Biometric security standards have been evolving ever since the fingerprint scanner came into focus with Apple’s iPhone 5S. Adoption was rapid and the fingerprint scanner is almost ubiquitous now, found on flagship models from OEMs as well as entry level models. However, biometric authentication is evolving to a stage where it becomes truly transparent.

iphone 5s fingerprint set up

Source: Macworld

Biometric Authentication Over the Years

Ever since phones became ‘smart’, they transformed into digital vaults, containing everything from bank account details, emails, pictures (in some cases questionable ones) and other personal information.

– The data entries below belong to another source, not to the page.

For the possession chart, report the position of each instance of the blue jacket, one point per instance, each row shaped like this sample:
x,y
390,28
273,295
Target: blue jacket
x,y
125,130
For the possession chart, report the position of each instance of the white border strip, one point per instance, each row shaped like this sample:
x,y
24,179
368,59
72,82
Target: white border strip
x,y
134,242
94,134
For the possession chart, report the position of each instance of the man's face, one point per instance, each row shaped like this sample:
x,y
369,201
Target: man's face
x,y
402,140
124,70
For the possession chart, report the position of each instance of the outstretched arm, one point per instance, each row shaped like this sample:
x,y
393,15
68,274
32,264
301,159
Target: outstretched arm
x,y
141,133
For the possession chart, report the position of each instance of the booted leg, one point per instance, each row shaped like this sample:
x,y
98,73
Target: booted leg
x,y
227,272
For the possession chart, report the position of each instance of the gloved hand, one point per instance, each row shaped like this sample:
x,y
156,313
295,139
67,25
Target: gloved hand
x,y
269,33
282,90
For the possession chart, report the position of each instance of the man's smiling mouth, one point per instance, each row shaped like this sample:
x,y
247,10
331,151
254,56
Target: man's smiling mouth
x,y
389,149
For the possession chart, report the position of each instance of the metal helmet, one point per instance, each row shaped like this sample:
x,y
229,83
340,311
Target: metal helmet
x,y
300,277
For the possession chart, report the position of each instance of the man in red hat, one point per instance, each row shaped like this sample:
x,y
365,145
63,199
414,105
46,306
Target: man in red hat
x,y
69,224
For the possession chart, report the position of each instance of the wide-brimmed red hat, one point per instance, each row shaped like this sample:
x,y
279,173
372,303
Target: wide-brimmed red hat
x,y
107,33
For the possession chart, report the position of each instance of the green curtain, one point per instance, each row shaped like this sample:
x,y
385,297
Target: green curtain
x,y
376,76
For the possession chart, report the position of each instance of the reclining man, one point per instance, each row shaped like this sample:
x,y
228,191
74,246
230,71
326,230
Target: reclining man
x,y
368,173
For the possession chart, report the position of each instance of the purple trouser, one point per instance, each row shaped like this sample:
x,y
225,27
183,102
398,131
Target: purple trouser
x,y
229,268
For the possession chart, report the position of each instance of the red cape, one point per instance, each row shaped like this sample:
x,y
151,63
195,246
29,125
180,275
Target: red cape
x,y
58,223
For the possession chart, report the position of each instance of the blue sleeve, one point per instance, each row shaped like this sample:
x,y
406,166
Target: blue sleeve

One of the first modes of security was the pass code, that is still found on many phones, Android took it a step further by giving users an option to draw a security pattern and then came biometric authentication. From the (now humble) fingerprint scanner to 2D face unlock, iris scanning and voice unlock.

For many years the fingerprint scanner was the reigning champion, used for unlocking phones, verifying purchases and everything in between. Other security measures such as face unlock, and iris scanning were still present on many flagship smartphones, but the fingerprint scanner was viewed as the easiest and the most secure way to unlock phones. Face unlock and iris scanning were seen as gimmicky, since factors like bad lighting and different angles caused them to fail, frustrating users who would instantly switch to the fingerprint scanner as their preferred mode of authentication.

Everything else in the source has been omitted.